Broadband Authentication Issues
Incident Report for Gradwell Communications Ltd
Postmortem

Please find an abridged version of the reason for outage [RFO] supplied in relation to the Broadband Authentication outage. We are working with our supplier to ensure they mitigate the risk or recurrence and apologise for any inconvenience this may have caused.

A full copy of the RFO is available upon request.

Description of outage and impact:

Our upstream supplier Wavenet experienced an outage on one of their core routing devices, this impacted Gradwell customers with TalkTalkBusiness or Zen Internet connections in that the lines dropped authentication and were unable to reauthenticate until resolution of the issue(s).

The supplier outage lasted between 11:05 GMT 30th January and 13:15 GMT 30th January.

Cause & Resolution:

Wavenet network operations centre [NOC] engineers performed full diagnostics and following a thorough investigation they identified a routing change to a BGP peer on an edge router, which caused the BGP process to stop running. Wavenet NOC engineers immediately made the correction to restore the BGP process on the affected device at 11:13 GMT. Monitoring identified that over 75% of sessions instantly re-connected following the restoration work.

We received further alerting at 11:20 GMT, identifying slow responses from the primary authentication server due to an increased demand. Load balancing was altered to steer more authentication requests to the secondary authentication server and at approximately 11:50 GMT our NOC engineers confirmed that the primary RADIUS server had stabilized.

Root Cause:

The root cause has been identified as human error during a standard network change to an edge router.

Prevention of recurrence:

A detailed review of the process within the Wavenet network engineering team will be completed and will
include a review of whether it is appropriate to continue use of manually executed commands moving
forward.

Posted Feb 04, 2020 - 13:00 GMT

Resolved
This incident has been resolved.
Posted Jan 30, 2020 - 16:46 GMT
Monitoring
We have had confirmation from our upstream supplier that all services have been restored.
If you are still experiencing issues with your broadband service, please contact our support team on 01225 800888.

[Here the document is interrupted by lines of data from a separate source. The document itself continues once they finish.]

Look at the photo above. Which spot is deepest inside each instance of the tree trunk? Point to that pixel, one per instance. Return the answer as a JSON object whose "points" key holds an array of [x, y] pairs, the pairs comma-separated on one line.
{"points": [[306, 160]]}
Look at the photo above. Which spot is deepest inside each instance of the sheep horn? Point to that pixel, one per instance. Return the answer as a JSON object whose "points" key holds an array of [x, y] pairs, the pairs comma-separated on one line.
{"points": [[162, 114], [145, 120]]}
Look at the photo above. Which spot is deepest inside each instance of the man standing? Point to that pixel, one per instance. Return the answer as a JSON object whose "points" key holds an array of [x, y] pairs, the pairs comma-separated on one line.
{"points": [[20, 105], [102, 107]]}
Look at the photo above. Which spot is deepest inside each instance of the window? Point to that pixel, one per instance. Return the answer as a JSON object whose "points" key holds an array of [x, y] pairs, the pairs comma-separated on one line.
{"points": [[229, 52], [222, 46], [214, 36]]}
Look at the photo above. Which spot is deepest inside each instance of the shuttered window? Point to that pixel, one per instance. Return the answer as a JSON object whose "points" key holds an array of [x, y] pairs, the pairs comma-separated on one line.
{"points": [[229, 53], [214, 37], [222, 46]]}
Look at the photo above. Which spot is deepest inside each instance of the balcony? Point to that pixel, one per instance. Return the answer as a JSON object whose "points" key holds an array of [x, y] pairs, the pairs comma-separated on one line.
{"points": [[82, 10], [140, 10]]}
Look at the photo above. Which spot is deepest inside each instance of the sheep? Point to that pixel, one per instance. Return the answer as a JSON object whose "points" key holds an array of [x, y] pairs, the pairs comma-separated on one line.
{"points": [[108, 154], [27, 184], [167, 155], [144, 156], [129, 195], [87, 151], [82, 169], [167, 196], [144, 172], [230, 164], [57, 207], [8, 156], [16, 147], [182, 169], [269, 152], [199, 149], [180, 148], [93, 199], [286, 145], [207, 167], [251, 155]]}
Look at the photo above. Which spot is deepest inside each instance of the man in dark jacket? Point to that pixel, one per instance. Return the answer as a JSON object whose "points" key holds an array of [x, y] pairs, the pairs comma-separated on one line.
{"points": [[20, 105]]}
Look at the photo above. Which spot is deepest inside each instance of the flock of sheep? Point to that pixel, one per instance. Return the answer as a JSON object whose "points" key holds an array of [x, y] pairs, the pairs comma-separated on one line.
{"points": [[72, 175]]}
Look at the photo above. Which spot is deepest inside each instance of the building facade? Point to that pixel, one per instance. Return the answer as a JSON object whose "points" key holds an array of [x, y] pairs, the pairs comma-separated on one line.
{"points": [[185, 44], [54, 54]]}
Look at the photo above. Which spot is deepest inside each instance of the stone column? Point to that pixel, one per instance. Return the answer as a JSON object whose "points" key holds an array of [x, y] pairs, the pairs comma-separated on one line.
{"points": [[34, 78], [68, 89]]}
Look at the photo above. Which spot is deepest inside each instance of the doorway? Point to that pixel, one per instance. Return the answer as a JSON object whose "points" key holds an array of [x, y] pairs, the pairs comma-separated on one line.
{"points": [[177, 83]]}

We sincerely apologise for the inconvenience & impact this has caused you.

An RFO will be posted in due course.
Posted Jan 30, 2020 - 14:09 GMT
Identified
Our upstream supplier has confirmed broadband customers affected by the major incident connecting into one of their Manchester Data Centres are slowly recovering.

We expect full restoration to all services affected at 14:00.

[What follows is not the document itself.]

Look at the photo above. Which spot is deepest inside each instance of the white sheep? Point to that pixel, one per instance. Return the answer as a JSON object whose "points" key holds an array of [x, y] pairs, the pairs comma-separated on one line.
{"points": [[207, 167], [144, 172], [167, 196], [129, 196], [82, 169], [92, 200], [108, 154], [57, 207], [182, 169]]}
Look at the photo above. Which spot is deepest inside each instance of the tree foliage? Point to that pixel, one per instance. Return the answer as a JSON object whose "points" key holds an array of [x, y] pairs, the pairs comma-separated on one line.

We sincerely apologise for the inconvenience caused.

A further update will at 14:30.
Posted Jan 30, 2020 - 13:19 GMT
Update
Investigations are still ongoing between our suppliers NOC engineers. Their Major Incident team are continuing to work hard to resolve the issue which is service to Broadband customers connecting into one
of the Manchester Data Centres.

A further update will be provided at 13:30 pm.

We sincerely apologise for the inconvenience caused.
Posted Jan 30, 2020 - 11:46 GMT
Investigating
We have received reports from customers who are experiencing issues with their broadband services.

We are currently investigating the issue and a further update will be provided at 11:45.

We apologise for the inconvenience caused.
Posted Jan 30, 2020 - 11:16 GMT
This incident affected: Connectivity (ADSL Broadband, FTTC).